Therefore, in view of Xie, it would have been obvious to one of ordinary skill at the time the invention was made to have the feature of wherein generating the classification image comprises inputting the CDTD to a clustering algorithm, generating the classified image as an output, wherein each of the classified regions in the region-of-interest correspond to a different cluster of voxels generated by the clustering algorithm, incorporated in the device of Koay, as modified by Song et al, in order to classify tensors and outputting the classified image, which can decrease the complexity of the image data and focus the machine learning on specific tasks for more efficient use (as stated in Xie ¶ [50]).
Re claim 13: However, Koay fails to specifically teach the features of the method of claim 12, wherein the clustering algorithm comprises one of a hierarchical clustering algorithm, a k-means clustering algorithm, a bi-clustering algorithm, or a machine learning model-based clustering algorithm.
However, this is well known in the art as evidenced by Xie. Similar to the primary reference, Xie discloses classifying an image using a clustering algorithm (same field of endeavor or reasonably pertinent to the problem). Xie discloses wherein the clustering algorithm comprises one of a hierarchical clustering algorithm, a k-means clustering algorithm, a bi-clustering algorithm, or a machine learning model-based clustering algorithm (e.g. a k-means technique can be used in the clustering technique for classification, which is taught in ¶ [99] and [100] above.).

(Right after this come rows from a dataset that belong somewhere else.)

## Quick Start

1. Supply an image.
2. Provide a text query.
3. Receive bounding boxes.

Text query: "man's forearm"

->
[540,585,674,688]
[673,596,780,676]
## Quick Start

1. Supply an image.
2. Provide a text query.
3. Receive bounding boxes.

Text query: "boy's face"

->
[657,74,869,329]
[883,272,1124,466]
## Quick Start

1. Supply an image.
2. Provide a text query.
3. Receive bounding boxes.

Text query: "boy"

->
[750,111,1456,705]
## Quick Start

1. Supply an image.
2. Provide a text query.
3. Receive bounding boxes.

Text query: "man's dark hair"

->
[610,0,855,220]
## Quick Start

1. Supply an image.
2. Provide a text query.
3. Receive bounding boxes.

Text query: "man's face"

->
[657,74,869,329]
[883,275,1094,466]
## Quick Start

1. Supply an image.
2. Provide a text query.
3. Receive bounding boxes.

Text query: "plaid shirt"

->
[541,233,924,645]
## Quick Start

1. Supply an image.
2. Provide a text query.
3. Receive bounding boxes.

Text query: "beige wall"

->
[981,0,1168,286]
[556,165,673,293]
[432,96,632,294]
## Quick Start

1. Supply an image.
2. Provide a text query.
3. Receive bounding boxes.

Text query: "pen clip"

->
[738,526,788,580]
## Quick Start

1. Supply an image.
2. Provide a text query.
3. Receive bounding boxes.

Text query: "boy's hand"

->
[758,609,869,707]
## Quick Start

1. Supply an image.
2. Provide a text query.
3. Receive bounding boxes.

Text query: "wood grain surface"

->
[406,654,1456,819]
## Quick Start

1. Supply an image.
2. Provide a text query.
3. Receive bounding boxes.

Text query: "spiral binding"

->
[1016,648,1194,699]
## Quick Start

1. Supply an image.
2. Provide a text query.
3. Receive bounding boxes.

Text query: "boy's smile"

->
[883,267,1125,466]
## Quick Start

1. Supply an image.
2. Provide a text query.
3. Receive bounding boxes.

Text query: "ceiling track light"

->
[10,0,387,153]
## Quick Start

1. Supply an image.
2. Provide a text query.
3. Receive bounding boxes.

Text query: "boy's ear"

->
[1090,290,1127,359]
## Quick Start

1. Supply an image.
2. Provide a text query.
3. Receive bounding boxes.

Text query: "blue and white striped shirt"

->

Therefore, in view of Xie, it would have been obvious to one of ordinary skill at the time the invention was made to have the feature of wherein the clustering algorithm comprises one of a hierarchical clustering algorithm, a k-means clustering algorithm, a bi-clustering algorithm, or a machine learning model-based clustering algorithm, incorporated in the device of Koay, as modified by Song et al, in order to classify tensors and outputting the classified image, which can decrease the complexity of the image data and focus the machine learning on specific tasks for more efficient use (as stated in Xie ¶ [50]).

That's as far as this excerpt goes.